Er tönt zunächst nach einem Lob für den Interviewer. Da hast du dir etwas Raffiniertes ausgedacht. Nicht gerade das Naheliegende; ich bin etwas überrascht und muss nachdenken. Aber auch: Das zielt nach dem Kern der Sache, bleibt nicht an der Oberfläche, darum würdige ich’s mit Überlegung. Du hast dich gut vorbereitet. Schon mal ein Vorschuss-Punkt für die Fragende, das tut der gut.
Allerdings kann’s auch heissen: Oh, daran habe ich noch nie gedacht. Pause. Darauf wird es keine einfache Antwort geben. Reden wir vorerst mal um den Brei herum. Vielleicht auch mal: Sowas kommt doch niemandem in den Sinn. Was soll ich denn darauf sagen? Oder ironisch: Das ist aber eine gute Frage – hätte ich dir gar nicht zugetraut.
Das Gegenteil wird es kaum je geben: «Das ist eine schlechte Frage.» Würde ja bedeuten: Du bist als Frager unfähig. Was mutest du mir da zu? Das erhellt die Sache keineswegs. Eine Kampfansage ans Gegenüber – wäre eine solche gelegentlich, im Zeitalter der aggressiven Medien, angebracht? Sollten sich Opfer wehren, wenn sie unschön angegangen werden, etwa weil sensationelle Auskünfte gesucht sind? An sich wimmelt es im Alltag ja von schlechten Fragen: Verdrehten, hinterhältigen, rhetorischen, Fang- oder Schein-Fragen.
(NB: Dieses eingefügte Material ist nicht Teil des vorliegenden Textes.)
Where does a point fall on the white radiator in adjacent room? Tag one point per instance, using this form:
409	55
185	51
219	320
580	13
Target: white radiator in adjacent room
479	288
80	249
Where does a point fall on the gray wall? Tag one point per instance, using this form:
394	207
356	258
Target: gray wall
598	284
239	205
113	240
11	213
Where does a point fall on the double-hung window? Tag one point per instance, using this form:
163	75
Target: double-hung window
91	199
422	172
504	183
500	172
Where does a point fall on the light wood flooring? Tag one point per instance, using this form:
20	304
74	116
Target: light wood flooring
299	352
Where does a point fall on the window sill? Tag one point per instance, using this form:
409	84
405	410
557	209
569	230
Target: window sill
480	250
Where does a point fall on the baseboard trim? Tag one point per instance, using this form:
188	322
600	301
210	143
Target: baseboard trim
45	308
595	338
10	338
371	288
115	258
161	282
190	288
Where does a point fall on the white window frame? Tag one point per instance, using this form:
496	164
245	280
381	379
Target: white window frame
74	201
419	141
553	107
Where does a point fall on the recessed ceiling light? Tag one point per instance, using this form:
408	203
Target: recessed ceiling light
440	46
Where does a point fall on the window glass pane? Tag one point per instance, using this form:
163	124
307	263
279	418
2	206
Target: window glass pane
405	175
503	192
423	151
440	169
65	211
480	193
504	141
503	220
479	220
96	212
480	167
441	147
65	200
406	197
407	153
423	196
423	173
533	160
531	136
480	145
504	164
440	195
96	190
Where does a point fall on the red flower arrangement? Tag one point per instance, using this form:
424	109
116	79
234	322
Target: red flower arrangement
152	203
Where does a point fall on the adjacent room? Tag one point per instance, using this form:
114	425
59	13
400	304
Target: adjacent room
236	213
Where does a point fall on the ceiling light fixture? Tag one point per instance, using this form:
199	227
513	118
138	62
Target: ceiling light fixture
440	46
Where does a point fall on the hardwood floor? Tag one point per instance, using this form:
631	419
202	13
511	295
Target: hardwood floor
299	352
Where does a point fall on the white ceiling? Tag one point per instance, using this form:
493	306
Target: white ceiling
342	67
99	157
In der Regel sollten doch zwei GesprächspartnerInnen stillschweigend einen Pakt eingehen – einander zu fordern, aber auch Chancen einzuräumen. Chancen für gute Antworten dank guten Fragen.
Kürzlich habe ich eine bemerkenswerte Alternative gehört. Der irakische Autor Usama Al Shahmani hat einer Berner Interviewerin lächelnd mehrfach erwidert: «Das ist eine schöne Frage». Muss das nicht die Beziehung zwischen den beiden aufbessern? Echtes Lob wiederum; aber auch eine Freude des Befragten darüber, dass er hier Auskunft geben darf. Ein Sprungbrett für beide.
Fantasieren wir noch ein bisschen, steigern wir… «Das ist eine hässliche – eine gemeine – eine unerhörte Frage»; da dürfte die Stimmung im Eimer sein. Hingegen «das ist eine wundervolle – eine prächtige – eine monumentale Frage»! Eine leckere – eine süffige – eine mundgerechte – eine aufregende – eine stimulierende – eine adrenalinhaltige – eine atemberaubende…
Warum nicht? Eins scheint sicher: Für unsere Gesprächs-Kultur, die man doch so gern beschwört, können gute Fragen nicht schaden.